Ten years later I was in New York and attended. Freni sang the title role and was stunning, looking and singing like she was 25 instead of 55. The production still looked fresh and fine, too, and it still does on this wonderful DVD. I’ve often taken offence at some self-styled sophisticated New Yorkers who think of their co-opera visitors as boorish and provincial because they applaud the sets (as happens here twice) but I can fully understand the delight of many Americans who have come for enjoyment and give the set designer (Desmond Wheeley, responsible for the brilliant costumes too) his rightful due.

Kudos too for Maestro Levine who stops his orchestra so that Domingo can have his applause after ‘Donna non vidi mai’. A lot of the time the applause is generous, though not overenthusiastic till the audience at last warms up. Of course at the time many spectators still had the sound of Tucker, Bergonzi and even Del Monaco and Björling in their ears. Honesty however commands me to say that the Spanish tenor is not to be despised in this very long and difficult role. The tone is homogenously golden, from bottom to top and without nasality. Stylistically he is faultless as usual and also as usual piano or a melting pianissimo is not in his vocabulary. If one listens carefully one notices that his legato is not 100% perfect as he often takes in a small breath, especially when he sails into the head register. Only at the fiendishly difficult ‘Guardate, pazzo son’ it becomes clear that a sure high B is not his anymore and the voice grates on for two seconds. The same happens in the last act duet where he cannot avoid flattening. Yet, there has been no better Des Grieux around for a quarter of a century.

Renata Scotto, already 47 at the time and thus more than 30 years older than the role she is assuming, has one of her Indian Summer days. In the first act she sounds and looks appropriately young and skittish, though not naïve. She sings an intense ‘In quelle trine morbide’, showing us with her messa di voce what an experienced singer can do.
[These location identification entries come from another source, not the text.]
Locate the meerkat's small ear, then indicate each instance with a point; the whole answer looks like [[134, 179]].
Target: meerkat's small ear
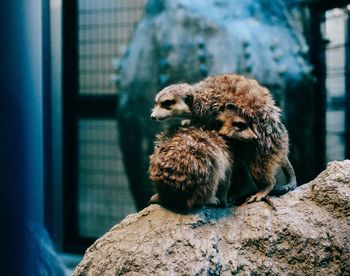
[[230, 106], [188, 100]]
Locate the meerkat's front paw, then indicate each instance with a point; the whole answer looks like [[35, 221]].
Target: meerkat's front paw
[[257, 197], [261, 196], [214, 201], [186, 122], [154, 199]]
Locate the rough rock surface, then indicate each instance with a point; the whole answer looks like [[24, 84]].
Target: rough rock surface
[[307, 234]]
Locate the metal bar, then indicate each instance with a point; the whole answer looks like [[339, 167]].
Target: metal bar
[[47, 118], [318, 59], [70, 139], [347, 91]]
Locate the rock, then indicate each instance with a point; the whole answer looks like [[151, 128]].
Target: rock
[[307, 234]]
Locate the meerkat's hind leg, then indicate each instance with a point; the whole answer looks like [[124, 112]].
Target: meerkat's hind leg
[[289, 172], [154, 199], [261, 195], [213, 201]]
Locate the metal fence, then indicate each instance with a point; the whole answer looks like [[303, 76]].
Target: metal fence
[[97, 194], [335, 31]]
She continues in that vein till the passionate outburst of ‘Sola, perduta, abandonata’. Her well-known shrillness is not much in evidence and even when it appears she is such an experienced artist it becomes part of well-thought out interpretation. Pablo Elvira starts out with a few rough patches but soon gives us a well-rounded portrait of the most unthankful baritone role in the Italian repertoire. Almost no one can improve on Renato Capecchi’s Geronte (I heard Italo Tajo and he came near) while Philip Creech, with Afro-haircut in these early politically-correct days, is a lively though somewhat throaty Edmondo.
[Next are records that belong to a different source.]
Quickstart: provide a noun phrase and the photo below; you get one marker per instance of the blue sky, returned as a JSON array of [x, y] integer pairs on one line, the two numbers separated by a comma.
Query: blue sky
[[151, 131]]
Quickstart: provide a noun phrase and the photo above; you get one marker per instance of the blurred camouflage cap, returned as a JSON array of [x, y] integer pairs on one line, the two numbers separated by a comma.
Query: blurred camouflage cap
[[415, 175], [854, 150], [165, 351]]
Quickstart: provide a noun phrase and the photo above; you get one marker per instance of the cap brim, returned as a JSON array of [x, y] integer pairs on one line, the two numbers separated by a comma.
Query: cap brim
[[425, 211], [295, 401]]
Apart from often great singing, great sets and costumes there is great acting too. A practical theatre genius as Gian Carlo Menotti (and his stage assistants too) must have done quite a lot of thinking. How to strike a balance between acting that still has meaning and is visible in the Met’s Family Circle without looking ridiculous during close-ups on small TV-screens? Menotti succeeds magnificently, helped of course by Scotto and Domingo who were always stage animals. There is nothing hammy in their acting. There are no over gross gestures which can be so easily ridiculed in cheap humour shows: remember Del Monaco in his Japanese telecasts? There are literally dozens of fine acting touches by everybody on the stage, important in those gone days without titles. TV director Kirk Browning probably has studied the production book till he could dream it as he misses nothing while at the same time he too succeeds in finding that balance between house and home audience.

Musically the whole of it is energetically and sympathetically conducted by James Levine who welds everything and everybody in one long and continuing sweep; no mean feat for an opera where there is such a deep abyss between the first and the later acts. Those too were the days when during the lovingly sculpted intermezzo the cameras remain on conductor and orchestra without a lot of extra musical activity on the scene to draw all attention too. Probably the best sung and best acted Manon Lescaut to be found on DVD.